0
votes

I am new to Kafka and think I am missing something on how partition queues get balanced on a topic

We have 5 partitions and 2 consumers on a topic. The topic has a null key so I assume Kafka randomly picks a new partition to add the new record to in a round robin fashion.

This would mean one consumer would be reading from 3 partitions and the other 2. If my assumption is right (that the records get evenly distrusted across partitions) the consumer with 3 partitions would be doing more work (1.5x more). This could lead to one consumer doing nothing while the other keeps working hard.

I think you should have an even divisible number of partitions to consumers.

Am I missing something?

4

4 Answers

2
votes

The unit of parallelism in consuming Kafka messages is the partition. The routine scenario for consuming Kafka messages is getting messages using a data stream processing engine like Apache Flink, Spark, and Storm that all of them distributed processing on CPU cores. The rule is the maximum level of parallelism for each consumer group can be the number of partitions. Each consumer instance of a consumer group (say CPU cores) can consume one or more partitions and on the other hand, each partition can be consumed by just one consumer instance of each consumer group.

  • If you have more CPU core than the number of partitions, some of them will be idle.
  • If you have less CPU core than the number of partitions, some of them will consume more than one partitions.
  • And the optimized case is when the number of CPU cores and Kafka partitions are equal.

The image can describe all well: enter image description here

0
votes

If my assumption is right (that the records get evenly distributed across partitions) the consumer with 3 partitions would be doing more work (1.5x more). This could lead to one consumer doing nothing while the other keeps working hard.

Why would one consumer do nothing? It would still process records from those 2 partitions [assuming of course, that both the consumers are in same group]

I think you should have an even divisible number of partitions to consumers.

Yes, that's right.
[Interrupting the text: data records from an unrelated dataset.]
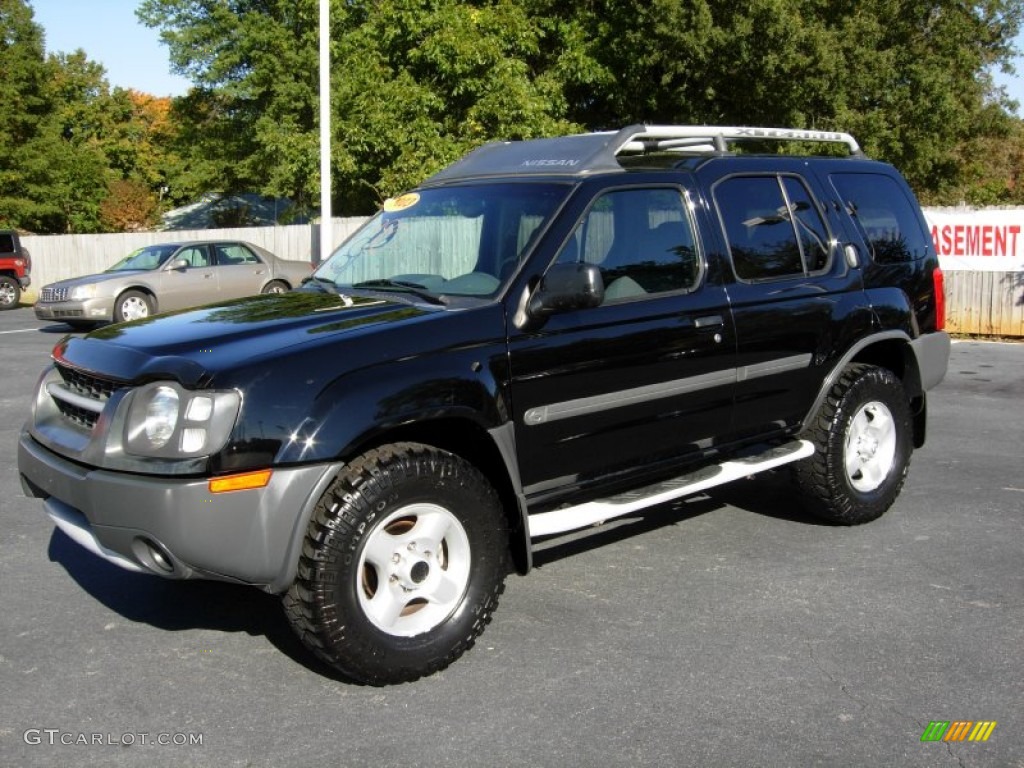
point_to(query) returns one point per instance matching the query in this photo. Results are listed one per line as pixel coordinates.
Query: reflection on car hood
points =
(192, 345)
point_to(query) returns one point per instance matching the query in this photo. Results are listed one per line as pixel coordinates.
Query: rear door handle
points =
(709, 321)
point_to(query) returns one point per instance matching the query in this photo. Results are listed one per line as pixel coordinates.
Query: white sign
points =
(982, 240)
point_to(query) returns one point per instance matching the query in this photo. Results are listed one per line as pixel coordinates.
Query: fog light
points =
(193, 439)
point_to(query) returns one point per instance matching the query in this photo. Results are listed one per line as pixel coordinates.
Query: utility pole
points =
(327, 227)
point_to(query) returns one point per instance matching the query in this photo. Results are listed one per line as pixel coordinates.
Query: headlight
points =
(166, 421)
(161, 417)
(80, 293)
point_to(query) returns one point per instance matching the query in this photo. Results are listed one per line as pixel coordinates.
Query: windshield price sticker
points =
(400, 203)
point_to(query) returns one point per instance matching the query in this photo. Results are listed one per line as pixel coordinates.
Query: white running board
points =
(582, 515)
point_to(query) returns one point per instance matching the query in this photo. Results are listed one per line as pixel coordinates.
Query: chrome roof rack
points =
(590, 153)
(667, 137)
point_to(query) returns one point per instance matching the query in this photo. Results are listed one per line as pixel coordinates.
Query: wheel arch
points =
(891, 350)
(141, 288)
(487, 450)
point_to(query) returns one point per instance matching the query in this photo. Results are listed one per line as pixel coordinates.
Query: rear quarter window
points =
(885, 216)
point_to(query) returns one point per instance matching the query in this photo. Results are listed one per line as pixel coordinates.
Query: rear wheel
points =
(132, 305)
(862, 433)
(10, 292)
(401, 566)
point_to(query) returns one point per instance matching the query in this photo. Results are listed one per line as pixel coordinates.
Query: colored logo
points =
(958, 730)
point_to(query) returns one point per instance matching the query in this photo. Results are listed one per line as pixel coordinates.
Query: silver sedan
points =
(167, 276)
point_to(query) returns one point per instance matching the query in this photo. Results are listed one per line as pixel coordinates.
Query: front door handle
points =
(709, 321)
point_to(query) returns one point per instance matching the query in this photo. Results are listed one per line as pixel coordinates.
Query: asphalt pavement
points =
(724, 630)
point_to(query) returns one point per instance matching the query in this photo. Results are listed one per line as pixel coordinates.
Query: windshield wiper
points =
(322, 283)
(401, 285)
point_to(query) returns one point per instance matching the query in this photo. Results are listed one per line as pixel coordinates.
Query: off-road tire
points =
(132, 305)
(862, 435)
(361, 544)
(10, 292)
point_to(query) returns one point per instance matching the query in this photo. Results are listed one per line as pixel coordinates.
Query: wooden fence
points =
(985, 303)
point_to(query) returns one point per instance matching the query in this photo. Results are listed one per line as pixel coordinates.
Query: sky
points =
(111, 35)
(134, 57)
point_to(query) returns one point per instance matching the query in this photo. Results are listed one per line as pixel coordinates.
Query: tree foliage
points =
(68, 138)
(417, 83)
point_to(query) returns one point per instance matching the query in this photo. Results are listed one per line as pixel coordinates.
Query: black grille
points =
(86, 385)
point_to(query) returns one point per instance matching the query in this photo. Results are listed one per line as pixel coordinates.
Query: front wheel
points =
(401, 566)
(10, 292)
(132, 305)
(862, 433)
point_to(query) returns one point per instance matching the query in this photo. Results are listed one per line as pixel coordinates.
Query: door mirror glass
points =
(567, 287)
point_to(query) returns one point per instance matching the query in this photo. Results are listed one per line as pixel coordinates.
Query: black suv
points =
(544, 336)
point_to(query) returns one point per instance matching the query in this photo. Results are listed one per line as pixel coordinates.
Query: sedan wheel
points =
(132, 305)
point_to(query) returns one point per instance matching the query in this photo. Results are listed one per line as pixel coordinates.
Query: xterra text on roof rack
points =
(546, 335)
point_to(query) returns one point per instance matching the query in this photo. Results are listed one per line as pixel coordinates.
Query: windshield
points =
(462, 241)
(144, 258)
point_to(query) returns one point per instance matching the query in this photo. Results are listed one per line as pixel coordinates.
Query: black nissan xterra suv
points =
(546, 335)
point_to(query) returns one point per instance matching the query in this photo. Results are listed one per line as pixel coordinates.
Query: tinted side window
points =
(772, 225)
(235, 254)
(642, 240)
(887, 220)
(195, 255)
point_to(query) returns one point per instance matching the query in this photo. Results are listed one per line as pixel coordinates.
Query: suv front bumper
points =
(175, 527)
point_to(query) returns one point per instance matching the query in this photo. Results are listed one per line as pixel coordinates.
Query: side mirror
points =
(567, 287)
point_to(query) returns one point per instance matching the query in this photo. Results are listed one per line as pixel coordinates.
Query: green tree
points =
(418, 82)
(27, 132)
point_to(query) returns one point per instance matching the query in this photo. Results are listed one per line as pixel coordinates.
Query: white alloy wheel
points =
(414, 569)
(134, 307)
(870, 446)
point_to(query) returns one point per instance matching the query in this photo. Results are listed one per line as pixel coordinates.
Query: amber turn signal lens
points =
(244, 481)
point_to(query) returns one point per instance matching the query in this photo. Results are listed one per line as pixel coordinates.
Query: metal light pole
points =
(327, 227)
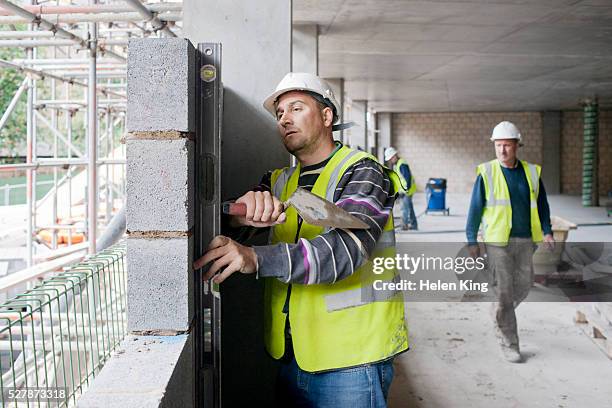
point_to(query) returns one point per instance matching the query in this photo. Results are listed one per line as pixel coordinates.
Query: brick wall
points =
(571, 152)
(451, 145)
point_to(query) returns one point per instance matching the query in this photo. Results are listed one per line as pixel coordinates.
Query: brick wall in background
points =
(571, 152)
(451, 145)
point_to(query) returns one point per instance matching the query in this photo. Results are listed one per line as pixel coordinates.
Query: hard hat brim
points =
(270, 101)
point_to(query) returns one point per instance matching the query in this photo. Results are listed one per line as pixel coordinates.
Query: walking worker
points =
(400, 166)
(335, 339)
(510, 200)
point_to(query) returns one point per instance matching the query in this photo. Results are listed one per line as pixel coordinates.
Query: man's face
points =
(300, 121)
(505, 150)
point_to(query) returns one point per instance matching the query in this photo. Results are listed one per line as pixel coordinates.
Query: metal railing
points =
(55, 337)
(6, 191)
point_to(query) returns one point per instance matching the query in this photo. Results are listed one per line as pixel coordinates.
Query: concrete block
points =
(160, 185)
(143, 372)
(161, 85)
(160, 284)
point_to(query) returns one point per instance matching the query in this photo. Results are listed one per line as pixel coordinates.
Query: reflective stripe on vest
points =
(497, 215)
(340, 324)
(412, 188)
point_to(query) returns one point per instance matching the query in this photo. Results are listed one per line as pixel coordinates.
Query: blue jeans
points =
(358, 387)
(408, 216)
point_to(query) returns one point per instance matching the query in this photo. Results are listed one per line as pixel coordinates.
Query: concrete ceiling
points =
(465, 55)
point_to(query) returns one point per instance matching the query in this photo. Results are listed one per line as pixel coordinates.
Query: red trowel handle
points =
(234, 208)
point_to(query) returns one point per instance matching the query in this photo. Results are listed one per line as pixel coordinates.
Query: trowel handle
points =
(234, 209)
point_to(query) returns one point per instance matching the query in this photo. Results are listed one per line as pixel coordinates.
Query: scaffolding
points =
(75, 81)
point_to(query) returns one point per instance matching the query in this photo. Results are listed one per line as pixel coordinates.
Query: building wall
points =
(451, 145)
(571, 152)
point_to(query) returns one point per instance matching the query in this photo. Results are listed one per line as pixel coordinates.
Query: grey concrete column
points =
(383, 121)
(160, 149)
(337, 86)
(551, 151)
(359, 131)
(305, 48)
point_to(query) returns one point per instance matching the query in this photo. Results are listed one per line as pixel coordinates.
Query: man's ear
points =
(328, 116)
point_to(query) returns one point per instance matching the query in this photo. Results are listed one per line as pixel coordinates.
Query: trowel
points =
(313, 209)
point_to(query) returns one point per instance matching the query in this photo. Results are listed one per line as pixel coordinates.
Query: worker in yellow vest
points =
(510, 201)
(334, 336)
(399, 165)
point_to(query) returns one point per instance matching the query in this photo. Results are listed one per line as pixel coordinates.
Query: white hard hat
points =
(389, 153)
(303, 81)
(505, 130)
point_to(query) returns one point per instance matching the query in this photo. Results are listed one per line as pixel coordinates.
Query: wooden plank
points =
(596, 329)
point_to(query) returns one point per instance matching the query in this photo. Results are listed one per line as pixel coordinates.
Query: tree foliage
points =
(13, 135)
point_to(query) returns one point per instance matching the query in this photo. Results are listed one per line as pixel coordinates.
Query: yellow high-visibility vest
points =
(341, 324)
(497, 215)
(403, 180)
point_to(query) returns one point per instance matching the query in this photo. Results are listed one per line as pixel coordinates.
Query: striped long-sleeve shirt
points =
(364, 191)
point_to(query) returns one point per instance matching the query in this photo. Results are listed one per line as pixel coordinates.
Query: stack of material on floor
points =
(596, 322)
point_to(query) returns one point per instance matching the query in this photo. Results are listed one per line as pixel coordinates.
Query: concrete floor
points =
(455, 361)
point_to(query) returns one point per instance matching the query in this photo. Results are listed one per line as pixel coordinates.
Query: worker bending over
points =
(335, 338)
(510, 200)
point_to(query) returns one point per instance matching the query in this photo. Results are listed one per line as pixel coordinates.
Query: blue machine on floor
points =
(436, 196)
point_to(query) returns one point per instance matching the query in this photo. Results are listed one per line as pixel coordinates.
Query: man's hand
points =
(263, 210)
(227, 253)
(549, 241)
(474, 250)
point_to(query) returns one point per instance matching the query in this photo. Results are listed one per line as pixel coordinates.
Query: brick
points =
(160, 183)
(160, 284)
(161, 85)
For maximum parallelism, you can have as many number of consumers, as the #partitions, e.g. in your case 5 consumers would give you max parallelism.

0
votes

Your understanding is correct. May be there is data skew. You can check how many records are there in each partition by using offset checker or other tool.

0
votes

There is an assumption built into your understanding that each partition has exactly the same throughput. For most applications, though, that may or may not be true. If you set up your keying/partitioning right, then the partitions should hopefully be close to equal, especially with a large and diverse keyspace if you average them out over a large period of time. But in a more practical, realistic sense, you'll probably have some skew at any given time anyway, and your stream processing setup will need to tolerate that. So having one more partition assigned to a particular consumer is probably not going to make a big difference.